Figure 3. Automated measurement of blood velocity using Radon transform.

Figure 3.

(A) A 110 ms long space-time image of a 23.3 µm arteriole scanned obliquely, with static features removed, as described in Figure 2. Solid yellow box shows a square ROI of side 157 pixels (~15 µm x 10 ms) used to inspect single-cell velocity. Dashed green boxes show typical 75% overlap of inspection ROIs. (B) Zoomed-in version of solid yellow box in A. The ROI is circularly cropped to make the interpretation of the Radon transform easier. (C) Radon transform of the ROI in B. Local maxima in pixel intensity correspond to individual blood cell streaks in the single ROI in B. (D) Normalized standard deviation (SD) of pixel values of Radon image in C plotted as a function of orientation angle.
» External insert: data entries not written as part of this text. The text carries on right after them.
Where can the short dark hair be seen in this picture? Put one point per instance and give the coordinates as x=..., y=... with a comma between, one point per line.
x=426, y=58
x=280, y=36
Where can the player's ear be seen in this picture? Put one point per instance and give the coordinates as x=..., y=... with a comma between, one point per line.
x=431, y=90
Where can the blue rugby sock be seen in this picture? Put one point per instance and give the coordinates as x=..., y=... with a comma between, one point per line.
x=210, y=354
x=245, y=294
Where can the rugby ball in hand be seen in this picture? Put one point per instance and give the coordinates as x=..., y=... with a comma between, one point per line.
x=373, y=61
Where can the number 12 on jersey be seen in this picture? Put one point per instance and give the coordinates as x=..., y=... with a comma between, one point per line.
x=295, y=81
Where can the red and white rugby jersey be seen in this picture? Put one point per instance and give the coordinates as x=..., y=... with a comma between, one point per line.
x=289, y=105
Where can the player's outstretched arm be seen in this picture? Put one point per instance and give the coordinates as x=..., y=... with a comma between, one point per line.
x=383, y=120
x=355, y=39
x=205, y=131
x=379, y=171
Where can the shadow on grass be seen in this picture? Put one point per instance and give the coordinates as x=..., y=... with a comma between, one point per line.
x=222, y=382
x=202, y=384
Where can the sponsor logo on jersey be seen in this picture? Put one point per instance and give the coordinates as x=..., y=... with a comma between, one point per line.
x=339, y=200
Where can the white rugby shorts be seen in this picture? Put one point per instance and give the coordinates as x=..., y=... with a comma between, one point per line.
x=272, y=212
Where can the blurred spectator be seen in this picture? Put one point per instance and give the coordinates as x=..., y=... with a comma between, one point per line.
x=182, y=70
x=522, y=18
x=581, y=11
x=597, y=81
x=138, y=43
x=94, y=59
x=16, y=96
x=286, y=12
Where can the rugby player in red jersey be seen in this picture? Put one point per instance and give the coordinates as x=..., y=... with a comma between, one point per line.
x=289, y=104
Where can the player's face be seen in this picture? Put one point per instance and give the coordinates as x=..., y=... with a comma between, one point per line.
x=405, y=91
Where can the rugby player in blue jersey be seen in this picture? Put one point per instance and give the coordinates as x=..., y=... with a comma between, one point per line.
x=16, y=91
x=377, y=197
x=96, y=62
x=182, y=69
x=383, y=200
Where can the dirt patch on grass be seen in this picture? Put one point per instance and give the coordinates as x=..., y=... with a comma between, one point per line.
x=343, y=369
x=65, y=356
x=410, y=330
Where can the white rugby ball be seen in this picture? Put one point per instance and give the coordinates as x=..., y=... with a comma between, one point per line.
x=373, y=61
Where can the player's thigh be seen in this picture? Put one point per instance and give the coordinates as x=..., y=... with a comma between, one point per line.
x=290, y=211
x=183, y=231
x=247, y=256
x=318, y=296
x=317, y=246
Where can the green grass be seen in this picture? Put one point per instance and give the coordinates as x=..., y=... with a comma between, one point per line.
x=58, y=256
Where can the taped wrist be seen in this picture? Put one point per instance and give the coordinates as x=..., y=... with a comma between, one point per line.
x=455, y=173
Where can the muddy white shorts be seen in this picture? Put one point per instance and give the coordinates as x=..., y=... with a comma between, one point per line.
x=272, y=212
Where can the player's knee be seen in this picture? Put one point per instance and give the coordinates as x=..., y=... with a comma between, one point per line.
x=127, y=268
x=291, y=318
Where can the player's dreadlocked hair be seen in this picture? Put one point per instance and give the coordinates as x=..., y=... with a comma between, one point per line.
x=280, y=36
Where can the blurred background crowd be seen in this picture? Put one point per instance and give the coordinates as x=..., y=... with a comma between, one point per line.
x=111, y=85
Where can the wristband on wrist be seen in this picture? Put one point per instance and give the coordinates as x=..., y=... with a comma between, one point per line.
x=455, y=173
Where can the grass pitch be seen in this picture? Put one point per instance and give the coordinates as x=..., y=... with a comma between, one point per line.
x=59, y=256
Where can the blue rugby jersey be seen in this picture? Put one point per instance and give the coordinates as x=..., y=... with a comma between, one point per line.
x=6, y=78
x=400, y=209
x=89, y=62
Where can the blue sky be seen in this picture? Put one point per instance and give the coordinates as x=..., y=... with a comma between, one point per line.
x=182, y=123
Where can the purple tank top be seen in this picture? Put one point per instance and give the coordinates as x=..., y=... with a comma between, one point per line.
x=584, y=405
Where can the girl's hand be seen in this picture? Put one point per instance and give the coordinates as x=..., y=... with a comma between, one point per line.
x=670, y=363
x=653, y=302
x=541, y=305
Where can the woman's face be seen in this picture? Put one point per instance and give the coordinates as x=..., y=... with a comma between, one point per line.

The horizontal axis is shown both in angle space and corresponding velocity space (angle to velocity mapping given by Equation 1). Angle corresponding to peak of variance profile in D gives dominant orientation and velocity of streaks in single ROI in B. Measured cell orientation is overlaid as magenta line in B. The cell was moving at 22.3 mm s–1. To determine strength/believability of velocity measurement, a custom signal-to-noise-ratio (SNR) metric is defined as the peak standard deviation (SD) divided by the mean SD. (E) Space-time image in A with measured cell orientations in each ROI overlaid using straight lines. For visualization, only a subset of ROIs are displayed, with no overlap. Magenta lines represent ROIs which passed the custom defined SNR threshold (SNR >2.5). Notice that the magenta lines consistently report a tight range of orientation angles, as expected from normal physiology in such a small time epic. Meanwhile, cyan lines often correspond to measured orientations which seem to incorrectly report actual cell orientations, thus showing that the SNR threshold does a good job separating signal from noise. Such dense reporting of single-cell velocity enables measuring subtle fluctuations in velocity due to laminar profile and cardiac pressure wave. Velocities corresponding to measured cell orientations are displayed on a colormap, as shown in Figure 4.